BD : Le numérique, un combat entre auteurs et éditeurs

Clément Solym - 19.11.2010

Manga/BD/comics - Univers BD - numerique - questions - auteurs


Depuis quelques mois, les éditeurs ont lancé les bandes dessinées sur les supports numériques. De nombreux titres sont déjà proposés à l’achat ou la location, dont certains déjà existant au format papier. Il existe également de nouvelles bandes dessinées spécialement conçues pour le numérique, comme Bludzee.

Le numérique présente de nombreux avantages par rapport au format papier, comme la possibilité de régler les paramètres de lecture (vitesse, transitions, zooms automatiques) et il ajoute quelques fantaisies : le mode soundtrack, par exemple, permet d’écouter tout en lisant des « extraits musicaux choisis par l’éditeur » voit-on sur RTBF Info. L’amateur de BD numérique n’a, de plus, pas besoin de « se déplacer jusqu'à un magasin pour acheter un album » et peut lire ses bandes dessinées n’importe où.


Quelques inconvénients cependant qui rebuteront nombre de lecteurs : l’écran est petit, rendant la lisibilité faible, et il y a toujours un temps de chargement.

Cette récente lubie du numérique inquiète les auteurs de BD. Ils se plaignent de n’avoir pas été sollicités par les éditeurs avant la conversion au numérique, craignent le piratage, mais surtout protestent contre les droits d’auteur inchangés.

Ces appréhensions se sont manifestées lors du lancement de la plateforme de vente Izneo en mars dernier. Le syndicat des auteurs de BD a émis une pétition en réaction pour un appel à la discussion avec les éditeurs d’une part et un appel à la désobéissance des auteurs d’autre part.

La pétition pose essentiellement la question de la rémunération des auteurs.
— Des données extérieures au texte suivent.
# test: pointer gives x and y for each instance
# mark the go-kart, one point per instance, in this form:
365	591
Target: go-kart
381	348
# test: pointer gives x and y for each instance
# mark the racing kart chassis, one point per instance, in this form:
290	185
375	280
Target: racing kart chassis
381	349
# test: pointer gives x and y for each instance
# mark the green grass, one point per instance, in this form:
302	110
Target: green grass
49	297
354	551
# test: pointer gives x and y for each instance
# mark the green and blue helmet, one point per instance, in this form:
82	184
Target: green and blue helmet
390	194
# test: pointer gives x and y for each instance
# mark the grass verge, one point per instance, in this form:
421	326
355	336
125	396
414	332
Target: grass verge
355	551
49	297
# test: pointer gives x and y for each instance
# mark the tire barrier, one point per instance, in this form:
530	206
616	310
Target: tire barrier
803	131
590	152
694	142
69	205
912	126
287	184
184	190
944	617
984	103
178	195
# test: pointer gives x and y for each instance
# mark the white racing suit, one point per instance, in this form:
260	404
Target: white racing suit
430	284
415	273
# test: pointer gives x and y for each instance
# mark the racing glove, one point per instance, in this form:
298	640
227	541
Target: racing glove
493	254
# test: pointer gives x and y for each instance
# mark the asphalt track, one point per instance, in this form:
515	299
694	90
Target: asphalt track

Pour l’instant, les droits d’auteur sont élevés d’environ 10 % comme pour le format papier, ce qui est anormal puisque l’éditeur ne paie pas de frais d’impression ni d’acheminement.

Cette pétition a été signée par 850 auteurs sur les 1200 recensés en France.

Peu de temps après, le syndicat des auteurs a obtenu un rendez-vous avec le syndicat national de l’édition, mais depuis, « il se comporte comme une anguille. La question du droit moral est toujours au point mort, et la clause de rendez-vous (pour qu’éditeurs et auteurs discutent de l’exploitation numérique des œuvres) est insatisfaisante, car, si elle fixe une obligation de rencontre, elle n’oblige pas à négocier » déclare Hubert, scénariste notamment de Miss Pas Touche.

Tout de même, l’auteur pense que la sollicitation des services juridiques maintient « l’existence d’un grain de sable dans la machine… en espérant que ce grain de sable ne soit pas purement et simplement écrasé ».